É interessante ver o resultado dos anos de suposto comunismo na população. A idéia de igualdade aparece como ausência do indivíduo na sua relação com as escolhas feitas pelos burocratas de Estado. Fica restrita a noção de que a representação do povo sabe o que e melhor para o povo e que este não deve ter vontades nem se apresentar como indivíduo. Mas mais interessante é perceber que neste processo alguns indivíduos passam a assumir a resposabilidade por decidir a vontade de todos os outros e a igualdade foi por água abaixo. Mesmo que supostamente fosse possível estabelecer um critério científico de aproveitamento para a sociedade, ainda assim e impossível prever o futuro. É impossível estabelecer qualquer critério minimamente preciso que coloque a felicidade como uma meta. Uma sociedade triste não pode ser uma sociedade socialista.

Mas é possível argumentar que em termos de arranjo, jogar ao indivíduo suas escolhas também não é uma garantia de que serão melhores as opções pelo conjunto dos membros daquela sociedade. A imprevisibilidade é determinante em ambos os casos, nos quais as autoridades buscam modelos de previsão (liberal ou autoritário). Mas nesse caso, ao menos, é possível que alguém seja infeliz por opção própria (alguém não é infeliz) ao invés de colocar-se como alienado de sua responsabilidade pois não foi ele quem escolheu. A postura de orgulho pela pátria (alienação claramente manifesta pela propaganda) dura até o momento em que o niilismo contagia aquele ser sem liberdade: resta o mau humor e a desesperança a serem punidos a duras penas pelo mesmo Estado.

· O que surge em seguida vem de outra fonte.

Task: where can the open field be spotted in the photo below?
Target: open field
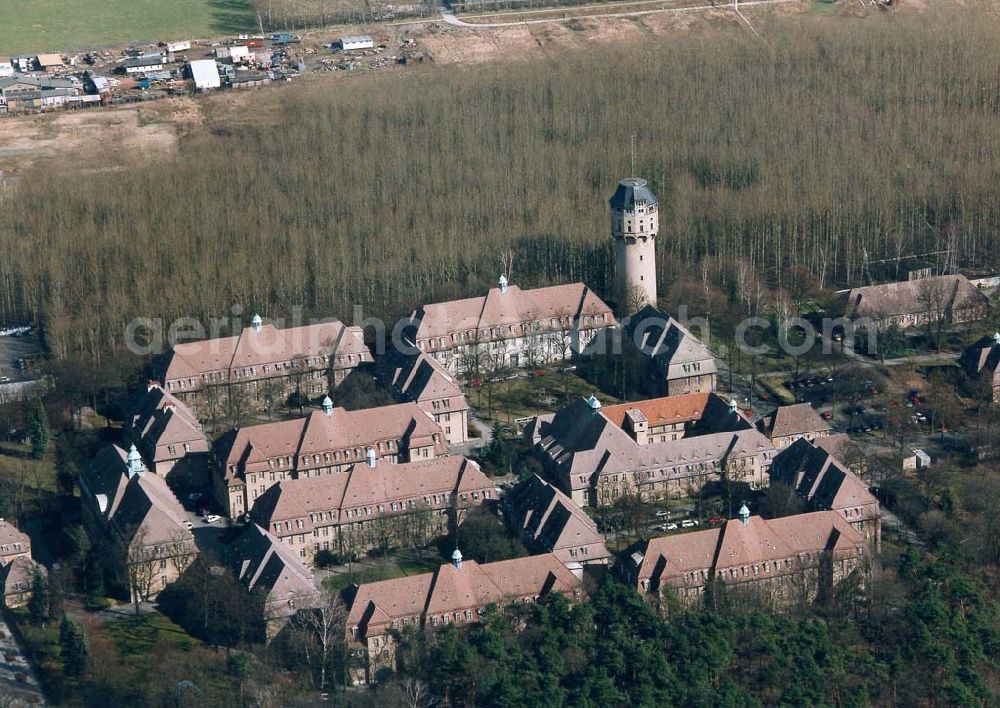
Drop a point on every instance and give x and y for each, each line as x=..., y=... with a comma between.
x=58, y=25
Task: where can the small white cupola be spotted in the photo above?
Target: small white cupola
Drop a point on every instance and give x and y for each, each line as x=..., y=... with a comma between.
x=135, y=465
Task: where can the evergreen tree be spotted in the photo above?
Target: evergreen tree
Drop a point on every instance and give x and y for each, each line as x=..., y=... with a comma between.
x=73, y=642
x=40, y=436
x=38, y=605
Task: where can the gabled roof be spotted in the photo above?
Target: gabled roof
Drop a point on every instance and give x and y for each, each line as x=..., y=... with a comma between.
x=515, y=306
x=796, y=419
x=449, y=589
x=263, y=564
x=668, y=558
x=905, y=297
x=669, y=410
x=418, y=376
x=157, y=417
x=550, y=518
x=268, y=346
x=821, y=480
x=365, y=486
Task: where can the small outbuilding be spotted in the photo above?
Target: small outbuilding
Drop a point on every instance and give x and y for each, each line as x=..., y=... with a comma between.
x=358, y=43
x=205, y=73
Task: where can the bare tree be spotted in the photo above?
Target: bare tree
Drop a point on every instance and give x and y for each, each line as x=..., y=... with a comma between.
x=324, y=625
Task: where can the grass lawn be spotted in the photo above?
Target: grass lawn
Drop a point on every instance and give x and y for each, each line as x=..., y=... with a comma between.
x=18, y=467
x=142, y=636
x=63, y=25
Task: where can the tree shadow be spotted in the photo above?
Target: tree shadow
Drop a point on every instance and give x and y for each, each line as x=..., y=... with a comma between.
x=231, y=16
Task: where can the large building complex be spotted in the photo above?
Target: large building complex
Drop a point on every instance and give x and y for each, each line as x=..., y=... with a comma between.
x=549, y=522
x=168, y=436
x=251, y=460
x=791, y=561
x=136, y=515
x=914, y=303
x=262, y=366
x=453, y=594
x=509, y=327
x=660, y=448
x=635, y=221
x=274, y=574
x=372, y=505
x=419, y=377
x=786, y=424
x=823, y=483
x=982, y=359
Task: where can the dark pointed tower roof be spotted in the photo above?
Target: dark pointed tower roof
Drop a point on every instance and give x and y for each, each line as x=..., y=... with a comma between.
x=632, y=191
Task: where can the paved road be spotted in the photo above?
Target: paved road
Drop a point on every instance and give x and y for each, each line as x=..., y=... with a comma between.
x=451, y=19
x=17, y=679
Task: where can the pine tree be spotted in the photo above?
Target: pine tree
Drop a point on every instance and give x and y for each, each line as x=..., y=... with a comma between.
x=40, y=435
x=73, y=642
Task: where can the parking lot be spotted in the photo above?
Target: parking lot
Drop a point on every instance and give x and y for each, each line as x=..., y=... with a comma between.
x=17, y=681
x=18, y=357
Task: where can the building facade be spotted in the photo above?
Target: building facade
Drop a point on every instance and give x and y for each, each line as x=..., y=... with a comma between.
x=262, y=366
x=420, y=378
x=168, y=436
x=371, y=506
x=509, y=328
x=275, y=576
x=548, y=521
x=453, y=594
x=824, y=483
x=656, y=449
x=778, y=563
x=248, y=461
x=635, y=221
x=982, y=359
x=914, y=303
x=133, y=513
x=786, y=424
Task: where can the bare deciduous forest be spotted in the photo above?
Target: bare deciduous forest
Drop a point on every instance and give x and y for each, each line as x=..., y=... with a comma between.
x=801, y=152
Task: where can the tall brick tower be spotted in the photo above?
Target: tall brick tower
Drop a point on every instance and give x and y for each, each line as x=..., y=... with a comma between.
x=634, y=223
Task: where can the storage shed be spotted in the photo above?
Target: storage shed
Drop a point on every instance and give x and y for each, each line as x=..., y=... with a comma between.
x=205, y=73
x=353, y=44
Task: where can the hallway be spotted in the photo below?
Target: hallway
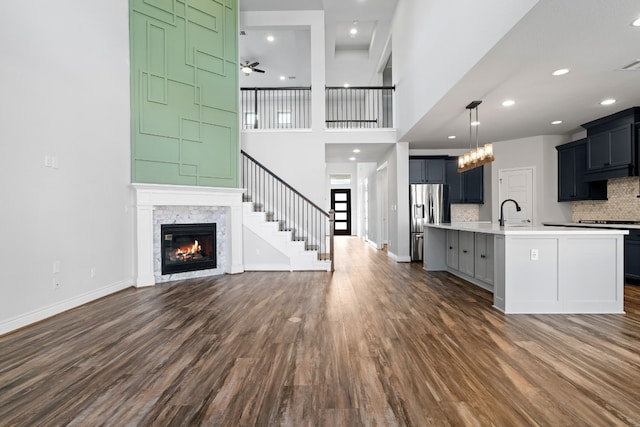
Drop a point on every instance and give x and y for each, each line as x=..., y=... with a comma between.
x=375, y=343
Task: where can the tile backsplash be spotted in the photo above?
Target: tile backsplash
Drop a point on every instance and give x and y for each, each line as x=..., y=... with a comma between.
x=623, y=205
x=464, y=213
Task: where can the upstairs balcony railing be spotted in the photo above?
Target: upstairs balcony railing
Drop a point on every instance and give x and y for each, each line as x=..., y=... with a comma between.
x=369, y=107
x=276, y=108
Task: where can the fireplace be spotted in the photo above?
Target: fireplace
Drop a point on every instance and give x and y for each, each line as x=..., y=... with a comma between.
x=188, y=247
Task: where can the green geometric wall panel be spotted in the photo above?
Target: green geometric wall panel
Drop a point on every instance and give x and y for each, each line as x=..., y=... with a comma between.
x=184, y=92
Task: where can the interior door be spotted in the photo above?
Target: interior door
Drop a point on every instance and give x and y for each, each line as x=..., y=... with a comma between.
x=341, y=204
x=516, y=184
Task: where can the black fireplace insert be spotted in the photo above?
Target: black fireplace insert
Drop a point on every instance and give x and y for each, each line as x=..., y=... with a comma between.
x=187, y=247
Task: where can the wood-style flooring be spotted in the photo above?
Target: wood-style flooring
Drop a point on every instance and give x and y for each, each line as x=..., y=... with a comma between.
x=375, y=343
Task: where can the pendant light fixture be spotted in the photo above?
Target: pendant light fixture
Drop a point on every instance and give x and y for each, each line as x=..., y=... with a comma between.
x=480, y=155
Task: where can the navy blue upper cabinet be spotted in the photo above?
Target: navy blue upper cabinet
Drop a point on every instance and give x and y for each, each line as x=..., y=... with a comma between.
x=572, y=165
x=426, y=170
x=466, y=187
x=611, y=146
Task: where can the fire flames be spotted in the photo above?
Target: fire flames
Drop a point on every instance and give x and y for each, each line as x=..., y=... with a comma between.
x=188, y=253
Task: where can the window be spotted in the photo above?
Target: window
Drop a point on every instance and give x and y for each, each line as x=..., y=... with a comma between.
x=250, y=118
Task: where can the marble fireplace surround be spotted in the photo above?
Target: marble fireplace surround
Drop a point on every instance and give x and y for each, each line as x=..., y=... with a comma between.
x=149, y=196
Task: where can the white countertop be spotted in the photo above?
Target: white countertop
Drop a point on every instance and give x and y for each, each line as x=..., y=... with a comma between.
x=580, y=224
x=513, y=230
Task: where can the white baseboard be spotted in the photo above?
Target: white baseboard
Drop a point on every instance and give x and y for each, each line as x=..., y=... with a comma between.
x=267, y=267
x=397, y=258
x=45, y=312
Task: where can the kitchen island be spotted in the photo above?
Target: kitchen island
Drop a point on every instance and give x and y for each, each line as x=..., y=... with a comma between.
x=533, y=269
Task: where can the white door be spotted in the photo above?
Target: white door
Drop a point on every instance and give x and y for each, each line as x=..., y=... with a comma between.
x=517, y=184
x=383, y=208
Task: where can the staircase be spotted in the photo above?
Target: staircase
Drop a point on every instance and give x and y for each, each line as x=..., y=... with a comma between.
x=282, y=229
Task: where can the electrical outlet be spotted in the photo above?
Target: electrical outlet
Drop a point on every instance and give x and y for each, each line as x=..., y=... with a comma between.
x=534, y=255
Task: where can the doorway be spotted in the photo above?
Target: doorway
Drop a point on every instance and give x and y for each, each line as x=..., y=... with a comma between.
x=517, y=184
x=341, y=204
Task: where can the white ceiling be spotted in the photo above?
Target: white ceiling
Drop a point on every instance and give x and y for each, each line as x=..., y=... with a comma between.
x=593, y=38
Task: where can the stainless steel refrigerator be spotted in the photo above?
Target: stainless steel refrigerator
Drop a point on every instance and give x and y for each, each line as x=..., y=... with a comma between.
x=429, y=203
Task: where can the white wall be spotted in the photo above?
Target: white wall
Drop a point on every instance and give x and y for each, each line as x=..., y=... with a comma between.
x=435, y=45
x=397, y=160
x=368, y=171
x=65, y=94
x=539, y=152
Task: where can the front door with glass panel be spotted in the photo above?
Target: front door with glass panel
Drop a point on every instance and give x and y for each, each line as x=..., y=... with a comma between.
x=341, y=204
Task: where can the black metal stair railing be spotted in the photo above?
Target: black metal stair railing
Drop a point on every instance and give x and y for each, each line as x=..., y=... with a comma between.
x=288, y=207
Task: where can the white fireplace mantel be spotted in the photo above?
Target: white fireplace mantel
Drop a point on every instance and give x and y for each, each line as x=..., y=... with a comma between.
x=149, y=196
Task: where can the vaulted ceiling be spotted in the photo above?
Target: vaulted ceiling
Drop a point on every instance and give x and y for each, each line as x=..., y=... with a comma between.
x=594, y=39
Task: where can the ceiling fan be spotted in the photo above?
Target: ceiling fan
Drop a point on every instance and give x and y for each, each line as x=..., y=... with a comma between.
x=248, y=68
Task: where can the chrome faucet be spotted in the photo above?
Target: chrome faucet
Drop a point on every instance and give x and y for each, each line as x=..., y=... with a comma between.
x=518, y=209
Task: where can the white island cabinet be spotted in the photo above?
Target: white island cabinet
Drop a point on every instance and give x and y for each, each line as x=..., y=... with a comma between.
x=533, y=269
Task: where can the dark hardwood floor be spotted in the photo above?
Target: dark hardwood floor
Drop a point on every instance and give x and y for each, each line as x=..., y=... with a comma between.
x=376, y=343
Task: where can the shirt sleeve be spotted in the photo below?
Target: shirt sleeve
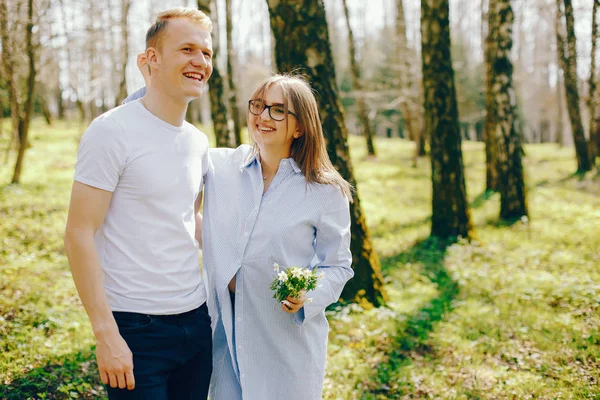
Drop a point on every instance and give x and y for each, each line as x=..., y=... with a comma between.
x=332, y=247
x=138, y=94
x=102, y=154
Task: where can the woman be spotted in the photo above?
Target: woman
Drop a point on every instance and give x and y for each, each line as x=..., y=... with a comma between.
x=279, y=201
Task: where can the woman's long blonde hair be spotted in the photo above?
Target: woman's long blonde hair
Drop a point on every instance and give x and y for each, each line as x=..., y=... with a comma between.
x=309, y=150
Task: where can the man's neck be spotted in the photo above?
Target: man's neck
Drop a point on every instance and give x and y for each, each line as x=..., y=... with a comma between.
x=164, y=106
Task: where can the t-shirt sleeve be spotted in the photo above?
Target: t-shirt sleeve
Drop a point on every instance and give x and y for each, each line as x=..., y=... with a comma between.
x=102, y=154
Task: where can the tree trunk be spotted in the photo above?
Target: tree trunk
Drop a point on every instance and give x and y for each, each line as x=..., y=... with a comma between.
x=592, y=148
x=409, y=104
x=30, y=88
x=491, y=172
x=218, y=108
x=302, y=41
x=363, y=113
x=450, y=211
x=235, y=112
x=8, y=67
x=122, y=92
x=568, y=58
x=503, y=123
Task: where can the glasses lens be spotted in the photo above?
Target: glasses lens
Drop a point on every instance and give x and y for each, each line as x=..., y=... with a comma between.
x=256, y=107
x=277, y=113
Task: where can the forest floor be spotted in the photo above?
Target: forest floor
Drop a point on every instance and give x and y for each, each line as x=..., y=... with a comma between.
x=514, y=314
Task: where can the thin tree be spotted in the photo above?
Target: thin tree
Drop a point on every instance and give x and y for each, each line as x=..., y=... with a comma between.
x=568, y=59
x=235, y=112
x=302, y=41
x=363, y=112
x=450, y=214
x=592, y=103
x=409, y=103
x=218, y=108
x=491, y=172
x=22, y=112
x=122, y=90
x=503, y=123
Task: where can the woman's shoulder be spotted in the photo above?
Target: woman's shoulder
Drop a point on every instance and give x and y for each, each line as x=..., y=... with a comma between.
x=225, y=155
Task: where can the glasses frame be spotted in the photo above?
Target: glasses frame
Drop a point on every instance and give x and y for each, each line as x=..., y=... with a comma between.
x=268, y=108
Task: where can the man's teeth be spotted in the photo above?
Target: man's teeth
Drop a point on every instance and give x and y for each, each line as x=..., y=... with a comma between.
x=193, y=75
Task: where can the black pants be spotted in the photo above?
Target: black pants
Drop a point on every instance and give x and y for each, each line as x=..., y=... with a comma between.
x=172, y=355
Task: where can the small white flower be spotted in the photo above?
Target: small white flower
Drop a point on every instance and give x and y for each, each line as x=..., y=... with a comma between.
x=297, y=272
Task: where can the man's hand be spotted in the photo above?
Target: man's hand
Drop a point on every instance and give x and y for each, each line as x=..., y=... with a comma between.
x=293, y=304
x=115, y=361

A própria necessidade de convencer o indivíduo de que aquela é sua “melhor sociedade”, sua melhor posição e que ele é parte disso (orgulho nacional) aparece como latência de uma inconsistência sistêmica: afinal, quem mesmo está mais feliz com o esforço que eu faço? Qual a satisfação que eu também obtenho daquela ação coletiva? E por que fulano tem mais direito de tomar decisões sobre minha vida que eu mesmo? A fórmula do Bourdieu na qual o capital político substitui o economico nas sociedades capitalistas de Estado é bastante interessante nessa discussão.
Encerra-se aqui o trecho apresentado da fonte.